Pourquoi certaines entreprises du BTP vont-elles se débarrasser de leurs déchets dans la nature ou dans des installations illégales ? C’est un problème d’incivisme mais pas seulement. D’abord notre pays manque d’installations pour les collecter. Ce déficit pourrait s’aggraver en particulier en Ile-de-France. Les multiples chantiers du Grand Paris Express vont générer 43 millions de tonnes de terre d’ici 2030, ce qui représente 10 à 20 % de plus que les volumes produits chaque année sur toute l’Ile-de-France. « Il manque plusieurs dizaines d’installations de stockage de déchets inertes par exemple, estime Albert Zamuner, président de l’UNED. Il faut améliorer le maillage du territoire pour éviter que les entreprises n’aient des dizaines de kilomètres à faire pour se débarrasser de leurs gravats ».
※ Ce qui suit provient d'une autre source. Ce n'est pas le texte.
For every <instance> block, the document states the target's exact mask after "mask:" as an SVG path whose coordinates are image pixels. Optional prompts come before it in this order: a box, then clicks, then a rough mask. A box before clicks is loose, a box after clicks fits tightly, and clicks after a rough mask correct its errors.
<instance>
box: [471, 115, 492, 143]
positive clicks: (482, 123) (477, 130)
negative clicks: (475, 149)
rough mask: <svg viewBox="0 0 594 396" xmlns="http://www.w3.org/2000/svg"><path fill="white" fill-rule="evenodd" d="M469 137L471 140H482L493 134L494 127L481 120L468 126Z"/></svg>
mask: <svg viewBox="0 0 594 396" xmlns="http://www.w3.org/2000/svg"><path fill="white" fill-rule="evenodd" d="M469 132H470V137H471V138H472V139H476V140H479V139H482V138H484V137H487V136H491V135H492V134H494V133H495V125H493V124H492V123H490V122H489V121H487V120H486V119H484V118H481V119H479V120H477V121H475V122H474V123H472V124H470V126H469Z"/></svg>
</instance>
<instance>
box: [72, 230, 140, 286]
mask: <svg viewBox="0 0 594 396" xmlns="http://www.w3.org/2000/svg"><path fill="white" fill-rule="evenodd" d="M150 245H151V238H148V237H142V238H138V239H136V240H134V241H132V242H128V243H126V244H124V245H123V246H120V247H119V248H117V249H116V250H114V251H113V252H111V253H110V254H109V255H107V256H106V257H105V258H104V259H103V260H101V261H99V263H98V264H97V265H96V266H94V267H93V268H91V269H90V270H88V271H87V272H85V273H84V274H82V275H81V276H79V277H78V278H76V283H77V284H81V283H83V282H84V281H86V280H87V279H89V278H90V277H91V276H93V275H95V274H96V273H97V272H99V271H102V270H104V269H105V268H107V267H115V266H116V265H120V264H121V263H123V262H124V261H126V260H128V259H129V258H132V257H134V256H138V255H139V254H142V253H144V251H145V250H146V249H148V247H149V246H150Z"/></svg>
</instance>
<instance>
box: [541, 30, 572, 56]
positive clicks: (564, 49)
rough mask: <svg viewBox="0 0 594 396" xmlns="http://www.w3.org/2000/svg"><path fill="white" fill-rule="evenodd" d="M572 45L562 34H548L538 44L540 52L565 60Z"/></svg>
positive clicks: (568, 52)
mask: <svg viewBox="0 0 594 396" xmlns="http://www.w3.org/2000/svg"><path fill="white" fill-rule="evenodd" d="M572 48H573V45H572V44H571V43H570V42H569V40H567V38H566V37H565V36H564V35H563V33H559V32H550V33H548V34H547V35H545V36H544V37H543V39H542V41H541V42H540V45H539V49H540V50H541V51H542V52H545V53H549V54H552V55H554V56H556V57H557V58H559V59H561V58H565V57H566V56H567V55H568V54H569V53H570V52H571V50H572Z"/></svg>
Ensuite, beaucoup d’entreprises, pour tirer leur devis vers le bas, ne prévoient pas de ligne budgétaire pour les déchets. Pourtant leur gestion coûte cher : entre 200 et 1200 euros la tonne, hors transport, lorsqu’ils ne sont pas triés. Ce qui les incitent à les jeter n’importe où. Jusqu’alors, beaucoup de collectivités locales, qui sont souvent commanditaires des travaux, ne se préoccupaient pas du devenir des déchets produits sur leurs chantiers. Mais elles vont devoir ouvrir les yeux. En effet, la loi de transition énergétique prévoit que 70 % des déchets produits sur les chantiers y compris routiers, dont les collectivités sont maîtres d’ouvrage devront être réemployés ou orientés vers le recyclage, d’ici 2020. Certaines le font déjà. Les entreprises qui effectuent des travaux sur la voirie à Paris doivent acheminer les pavés vers une plateforme de recyclage gérée par la ville. 10 000 tonnes de granit sont ainsi récupérées et valorisées. Autre avancée majeure dans la lutte contre les dépôts sauvages prévue par la loi de transition énergétique: les magasins de matériaux pour les professionnels du BTP doivent créer des points de reprise des déchets, depuis le 1er janvier 2017.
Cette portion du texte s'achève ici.